Born in Sudan, he spent his childhood in England before moving to the United States at the age of 14. For a time, he was regarded as the best high school prospect in the country, second only to LeBron James. He was drafted seventh overall by the Phoenix Suns in 2003, but was quickly traded to the Chicago Bulls in exchange for Jackson Vroman.

From 2003 to 2012, he was a member of the Illinois basketball team, where he was the backbone of the team that reached the Conference finals in 2011 against the Miami Heat, along with Derrick Rose.

After moving to Florida and then the Los Angeles Lakers, he decided to sign a contract with the Chicago Bulls even though he had never played for them, to end his career with the team to which he had given far more than his 10,286 points.

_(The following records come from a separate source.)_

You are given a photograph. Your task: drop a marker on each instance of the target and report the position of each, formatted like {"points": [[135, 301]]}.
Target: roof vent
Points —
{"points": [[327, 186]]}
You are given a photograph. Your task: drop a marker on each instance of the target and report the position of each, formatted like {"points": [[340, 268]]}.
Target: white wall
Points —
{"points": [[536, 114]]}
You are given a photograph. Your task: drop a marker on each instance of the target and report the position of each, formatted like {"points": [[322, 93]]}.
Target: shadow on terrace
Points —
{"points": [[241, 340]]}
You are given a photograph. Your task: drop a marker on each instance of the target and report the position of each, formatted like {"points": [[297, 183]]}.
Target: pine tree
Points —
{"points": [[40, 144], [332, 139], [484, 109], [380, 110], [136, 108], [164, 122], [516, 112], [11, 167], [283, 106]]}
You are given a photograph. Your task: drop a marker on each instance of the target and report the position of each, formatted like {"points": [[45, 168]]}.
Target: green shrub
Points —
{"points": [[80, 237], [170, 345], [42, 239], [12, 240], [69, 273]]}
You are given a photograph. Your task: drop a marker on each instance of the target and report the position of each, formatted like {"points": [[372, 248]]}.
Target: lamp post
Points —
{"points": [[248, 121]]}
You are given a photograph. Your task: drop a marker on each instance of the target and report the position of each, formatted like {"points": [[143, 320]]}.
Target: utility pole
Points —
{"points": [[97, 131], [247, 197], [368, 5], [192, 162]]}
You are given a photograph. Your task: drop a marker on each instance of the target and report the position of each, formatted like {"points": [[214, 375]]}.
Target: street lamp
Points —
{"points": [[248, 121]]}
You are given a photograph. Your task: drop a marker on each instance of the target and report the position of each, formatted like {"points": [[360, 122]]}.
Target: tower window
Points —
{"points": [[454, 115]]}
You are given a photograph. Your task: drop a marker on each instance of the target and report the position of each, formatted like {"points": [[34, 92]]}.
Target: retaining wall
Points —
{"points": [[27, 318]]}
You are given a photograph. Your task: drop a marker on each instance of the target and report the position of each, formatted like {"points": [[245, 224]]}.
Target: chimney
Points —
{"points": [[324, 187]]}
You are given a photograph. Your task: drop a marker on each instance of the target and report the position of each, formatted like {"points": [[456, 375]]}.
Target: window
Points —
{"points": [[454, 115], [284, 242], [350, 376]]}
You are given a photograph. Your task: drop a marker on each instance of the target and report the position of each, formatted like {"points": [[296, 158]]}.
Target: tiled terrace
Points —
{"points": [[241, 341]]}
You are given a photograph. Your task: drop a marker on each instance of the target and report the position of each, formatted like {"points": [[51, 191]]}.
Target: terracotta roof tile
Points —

3. Bob Love - 12,623 points

Photo: history.bulls

Bob Love, a member of the talented Chicago Bulls of the 1970s, joined the team in 1968 and quickly established himself as a player with undoubted abilities.

However, his 12,623 points represent only a small part of his total, as his contribution was primarily due to his defensive proclivity, which allowed him to protect his trusted teammates Jerry Sloan and Chet Walker. His number 10 jersey was the second to be retired from the Chicago Bulls after his retirement.

2. Scottie Pippen - 15,123 points

Photo: essentiallysports

He was selected in the 1987 NBA Draft and was a key component of the game system that allowed the Chicago Bulls to win six NBA titles in two Three-peats, a feat that has never been repeated.

Scottie Pippen was called to take over the team during Michael Jordan's exile, and while the team failed to win, it coincided with his two best scoring seasons.

While he will always be remembered for his 15,123 points, an All-Star Game MVP award in 1994, and several NBA quintet nominations, he is one of the most talented players of his generation.

1. Michael Jordan 29,277 points

 Photo: Getty Images

Only "His Airness" Michael Jordan could be seated atop the Chicago Bulls' throne. After Hakeem Olajuwon and Sam Bowie, the living incarnation of the franchise was selected with the third pick in the 1984 Draft, and his career is recognized by anyone with even a passing interest in not only American, but global basketball.

Michael Jordan shattered numerous scoring records during his two stints with the Chicago Bulls, as evidenced by his 10 years as the league's best scorer, during which he amassed 29,277 points, nearly double that of second-place finisher Scottie Pippen.